Everywhere in Africa there are still many obstacles to freedom of expression and free press. Boumelha highlighted the issue of censorship, violence, intimidation and harassment of journalists, pressure and threats, poor working conditions, lack of financial resources and  training as areas where FAJ can make a difference, while assuring them of the IFJ’s unflinching support.


Approaching the issue of safety and security of journalists, Jim Boumelha said, in the past decade more than 2000 media professionals have been killed in the exercise of their profession, most of them victims of targeted killing and most of them local journalists working in their communities.

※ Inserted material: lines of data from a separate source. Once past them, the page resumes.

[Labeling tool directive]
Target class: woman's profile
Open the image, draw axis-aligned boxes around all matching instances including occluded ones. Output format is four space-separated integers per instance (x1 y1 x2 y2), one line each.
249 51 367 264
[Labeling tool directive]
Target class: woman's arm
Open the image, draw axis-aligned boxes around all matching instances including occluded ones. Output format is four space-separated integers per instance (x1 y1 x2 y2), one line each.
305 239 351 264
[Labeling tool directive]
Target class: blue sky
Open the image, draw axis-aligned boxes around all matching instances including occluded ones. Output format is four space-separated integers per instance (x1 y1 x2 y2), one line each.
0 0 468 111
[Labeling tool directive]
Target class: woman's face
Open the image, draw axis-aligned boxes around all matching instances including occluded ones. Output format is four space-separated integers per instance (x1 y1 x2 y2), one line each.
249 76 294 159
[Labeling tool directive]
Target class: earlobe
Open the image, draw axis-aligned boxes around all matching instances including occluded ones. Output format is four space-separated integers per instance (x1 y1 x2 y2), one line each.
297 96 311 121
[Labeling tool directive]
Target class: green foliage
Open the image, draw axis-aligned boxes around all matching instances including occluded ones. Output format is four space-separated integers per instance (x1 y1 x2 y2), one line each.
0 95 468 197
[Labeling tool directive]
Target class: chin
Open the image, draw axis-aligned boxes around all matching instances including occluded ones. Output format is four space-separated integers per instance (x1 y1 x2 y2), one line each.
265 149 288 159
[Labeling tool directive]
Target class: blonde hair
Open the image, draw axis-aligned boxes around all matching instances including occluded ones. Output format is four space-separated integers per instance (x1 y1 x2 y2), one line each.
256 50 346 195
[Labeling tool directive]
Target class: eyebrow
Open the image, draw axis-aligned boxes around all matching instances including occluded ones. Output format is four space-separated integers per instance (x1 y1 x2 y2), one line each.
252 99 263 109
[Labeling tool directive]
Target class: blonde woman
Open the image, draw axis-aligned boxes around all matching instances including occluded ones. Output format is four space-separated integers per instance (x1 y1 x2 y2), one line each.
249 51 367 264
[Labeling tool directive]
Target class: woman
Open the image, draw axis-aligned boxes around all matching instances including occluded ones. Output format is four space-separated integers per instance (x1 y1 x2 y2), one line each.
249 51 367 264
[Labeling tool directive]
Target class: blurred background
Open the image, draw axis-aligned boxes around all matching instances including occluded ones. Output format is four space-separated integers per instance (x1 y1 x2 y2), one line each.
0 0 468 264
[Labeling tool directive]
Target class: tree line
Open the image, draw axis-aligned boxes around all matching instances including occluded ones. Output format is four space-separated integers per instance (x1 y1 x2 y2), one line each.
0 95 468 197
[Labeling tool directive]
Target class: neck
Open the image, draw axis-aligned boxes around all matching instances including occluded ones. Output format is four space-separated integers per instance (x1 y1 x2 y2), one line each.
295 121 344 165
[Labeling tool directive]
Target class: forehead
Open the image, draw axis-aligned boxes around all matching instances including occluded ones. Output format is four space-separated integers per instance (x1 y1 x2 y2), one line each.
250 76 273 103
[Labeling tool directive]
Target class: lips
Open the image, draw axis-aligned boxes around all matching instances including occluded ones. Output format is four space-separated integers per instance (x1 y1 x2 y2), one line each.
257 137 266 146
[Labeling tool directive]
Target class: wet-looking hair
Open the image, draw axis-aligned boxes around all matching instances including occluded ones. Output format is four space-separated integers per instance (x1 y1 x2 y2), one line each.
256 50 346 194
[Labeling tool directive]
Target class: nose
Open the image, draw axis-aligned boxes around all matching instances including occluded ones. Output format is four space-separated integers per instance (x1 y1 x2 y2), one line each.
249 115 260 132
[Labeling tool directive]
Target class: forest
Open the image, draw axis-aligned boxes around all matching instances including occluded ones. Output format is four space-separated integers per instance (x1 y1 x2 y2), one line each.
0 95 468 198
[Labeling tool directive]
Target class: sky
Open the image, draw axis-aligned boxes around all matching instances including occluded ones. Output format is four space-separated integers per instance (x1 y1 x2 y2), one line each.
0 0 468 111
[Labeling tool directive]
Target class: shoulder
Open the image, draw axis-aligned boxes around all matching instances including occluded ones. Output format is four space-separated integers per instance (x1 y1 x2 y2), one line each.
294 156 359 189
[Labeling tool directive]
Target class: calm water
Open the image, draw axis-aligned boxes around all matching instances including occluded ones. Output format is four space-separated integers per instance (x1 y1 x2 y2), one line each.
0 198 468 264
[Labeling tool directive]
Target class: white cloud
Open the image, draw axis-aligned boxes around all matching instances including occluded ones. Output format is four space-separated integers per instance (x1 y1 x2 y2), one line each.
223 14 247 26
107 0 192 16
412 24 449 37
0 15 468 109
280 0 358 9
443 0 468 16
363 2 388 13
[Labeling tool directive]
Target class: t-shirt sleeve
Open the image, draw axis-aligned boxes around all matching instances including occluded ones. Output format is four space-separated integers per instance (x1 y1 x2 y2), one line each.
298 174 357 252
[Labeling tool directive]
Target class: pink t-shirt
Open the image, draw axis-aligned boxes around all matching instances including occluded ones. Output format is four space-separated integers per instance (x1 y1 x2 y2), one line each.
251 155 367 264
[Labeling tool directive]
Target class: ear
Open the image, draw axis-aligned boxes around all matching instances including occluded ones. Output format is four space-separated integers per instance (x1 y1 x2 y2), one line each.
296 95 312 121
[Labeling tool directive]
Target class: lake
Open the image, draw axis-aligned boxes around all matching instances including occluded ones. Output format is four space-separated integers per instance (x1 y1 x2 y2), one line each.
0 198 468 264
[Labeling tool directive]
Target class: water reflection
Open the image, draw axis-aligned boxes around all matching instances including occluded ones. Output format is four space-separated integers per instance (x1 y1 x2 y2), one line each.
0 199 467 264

“The murderers of journalists are too seldom held accountable. For both killings in war zones and under other circumstances only very few cases are investigated. In even fewer cases the perpetrators are brought to justice. Indeed, impunity stands in the way of justice in about eighty percent of these cases, and as long as this pervasive culture of impunity exists, journalists will remain easy targets.”


On the other hand,  the Minister for Communication of Morocco Honorable Mustapha El Khalfi, said the country’s commitment is to be a model for press freedom. “Africa’s future depends on the emergence of a strong, free and responsible press. This mission involves credible media and respect for press freedom,” El Khalfi said, highlighting the process in Morocco to reinforce press freedom and freedom of expression through a new legal framework provided by Article 27 of the country’s new Constitution which guaranties the right to access to information.


Delivering a speech to delegates, Mr. Driss Yazami, president of the national human rights Council of Morocco, said Africa has to take up two challenges: respect for human rights and freedom of expression, and the achievement of a sustainable development and social justice. “The role of journalists is at the cornerstone to meet these objectives and we need to join our efforts to better defend freedoms and the expansion of a human rights culture,”  Yazami concluded.


Omar Faruck Osman, president of the Federation of African Journalists said the Federation  has made tremendous gains since 2010. “We extended solidarity and support to ever combat ready unions and their members; we strongly campaigned for the safety of journalists and tackled the culture of impunity in Africa; we sought justice for victim journalists and their families; we helped strengthen the voice of journalists at the national regional and continental levels. Journalists in Africa and their unions are more organized than ever before. We struggled against all odds in the past three years. We fought to decriminalize journalism and the entire media work,” Osman said.


He nevertheless stated that FAJ is meeting in the middle of unprecedented crisis for journalists which threaten to undermine all the gains FAJ has made over the past three years. “Violent repression and the injustice against journalists are relentless. The number of journalists detained in Africa for their work since the last congress has increased. More than 70 % of journalists are working under precarious conditions.  Ethical standards are declining due to external life-threatening pressure and lack of decent salaries”, he stated.


FAJ has a mandate to enforce trade union development in the media industry in Africa, to address professional matters, to protect and defend freedom of expression and information as well as journalists' human rights, as laid down in the Declaration of Principles of Freedom of Expression in Africa.


The conference ends on 31 March 2013 and will have to elect a new steering committee. 




FAJ represents 50,000 journalists in 34 countries in Africa.